The experiment lifecycle consists largely of creating an experiment and iterating over trials, each operating within their own namespace on the cluster. The number of concurrently running trials is determined by the availability of namespaces to run trials in.
An experiment and its trials run in several steps, coordinated by the StormForge Optimize Controller: (click to view larger)
Note: If the StormForge Optimize Controller is not configured to use an API, you can generate trial configurations manually using
redskyctl generate trial.
The Experiment process then starts with the Create Trial step instead of Reconcile Experiment.
redskyctl suggest can be used with the API configured, but the suggestion will be sent to the API to be queued.)
An experiment manifest is written and loaded into the cluster. When using the platform this will synchronize the cluster state with the API and begin requesting suggested parameter assignments; otherwise the system will be idle until suggestions are manually provided.
The definition of the experiment includes a trial template which will be combined with the parameter assignments to form a new trial resource in the cluster. Any failures during the remaining stages will cause the trial to marked as failed.
If the trial includes any setup tasks, a job is scheduled to run each setup task in individual containers. Setup tasks may incorporate parameter assignments, for example as a value in a Helm chart.
Using the patches from the experiment and the parameter assignments from the trial, an attempt is made to patch the cluster state. Empty patches are ignored, it may also be the case that parameter assignments established during setup tasks result in patch operations that do not result in changes.
Wait for Stabilization
For any deployment, stateful set or daemon set that was patched, a rollout status check will be performed. Once the patched objects are ready the trial can progress.
Run Trial Job
The trial resource includes a job template which will be used to schedule a new job.
If container list of the job is empty, a container that performs a “sleep” will be injected (the amount of sleep time is determined by the
approximateRuntime field on the trial).
The start and completion times of the job are recorded on the trial (the recorded start time will be adjusted by the value of the
startTimeOffset field on the trial).
When the trial job completes, the metrics are collected according to their type. The metric values are recorded on the trial resource. For Prometheus metrics, a check is made to ensure a final scrape has been performed before metric collection.
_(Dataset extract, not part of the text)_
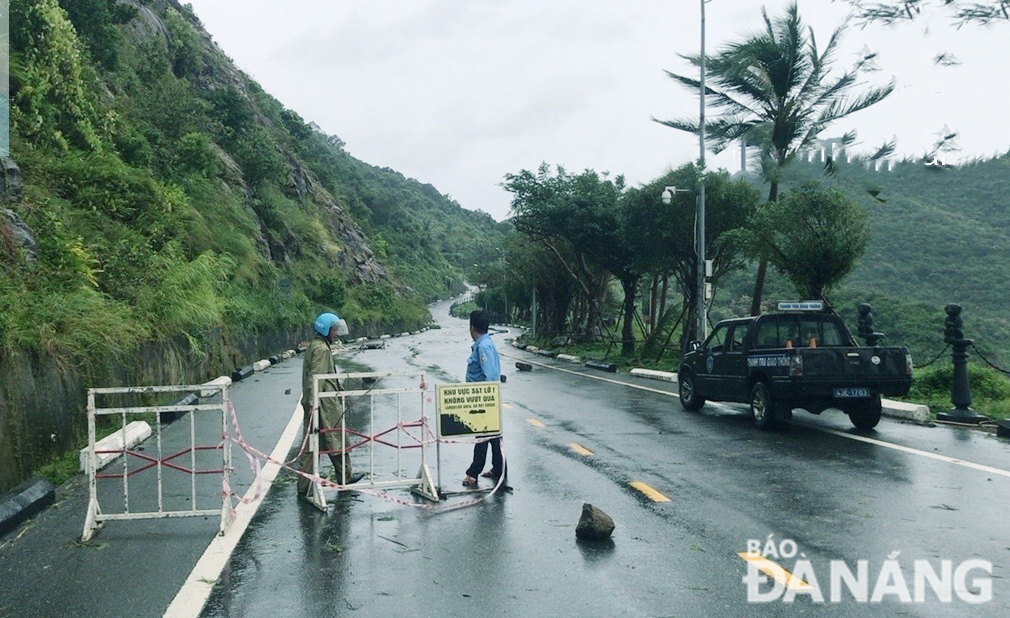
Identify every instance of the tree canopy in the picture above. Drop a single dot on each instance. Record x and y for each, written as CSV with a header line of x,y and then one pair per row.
x,y
775,90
Once all metrics have been collected the trial is marked as finished.
After the trial job is completed and the metrics have been collected, you can view the data by inspecting the Kubernetes trial object via
kubectl get trial.
Additionally, when using the Enterprise product, the metrics of finished trials are reported back to the API to improve the next round of suggested parameter assignments.
This can be viewed by visiting the stormforge app.
If the trial included setup tasks, a job is scheduled to delete the objects created during setup creation.